道場の中心には、沖田と斎藤だけになった。
永倉が、おもむろに彼らのほうへと歩み出し。
「では審判は私、永倉が務めさせていただく」
「お願いします」
沖田と斎藤がどちらともなく返しながら、距離を取って竹刀を構え。
次の刹那。
びりっ、と冬乃の肌が鳥肌を立てた。
(・・・え)
静かに竹刀の先を互いへ向け合った二人の。
発した気であると。
冬乃が思い至ったその時、更なる威圧感が冬乃を襲った。
「っ・・」 一瞬息が止まって、冬乃は慌てて意図的に空気を吸い込む。
こんな重圧な闘気を浴びるのは、冬乃の師匠の集まりでの試合以来だ。
(でも今、ここまで離れてるのに)
道場の中心に居る二人から、冬乃までは相当距離がある。
それなのに息をするのも苦しい、酸欠に近い状態を感じながら、冬乃は手に持つ箒の柄を握り締めた。

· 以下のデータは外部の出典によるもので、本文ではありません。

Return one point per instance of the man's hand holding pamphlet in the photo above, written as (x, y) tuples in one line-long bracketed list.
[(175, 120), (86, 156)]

充満する闘気の中、道場じゅうの人間が固唾を呑んで見守る先で、
微動だにしない二人の竹刀が、互いの間合いの一寸外で、まるで真剣を突き合わせているかのように留まり。
(平成の剣道試合とは違う。・・・おそらく、)
前提が、まるで違うのだ。
冬乃は食い入るように、制止したままの、二人の竹刀の先を見つめ。
―――初めから、
『殺し合うこと』を想定している、試合。
「・・・」
全く動かない二人を、周囲が同じく動きの一つも起こせぬままに。勝敗の決する瞬間を今か今かと待つ。
(凄い)
この、緊迫感。
冬乃の手に、汗が滲んでゆく。
(・・・二人の)
間合いさえ、
(あんなに広い)
―――間合い、
それは、剣の結界であり。
攻撃が一瞬に届く距離。
よって達人ほど、相手の間合いに、不用意に侵り込むことは無い。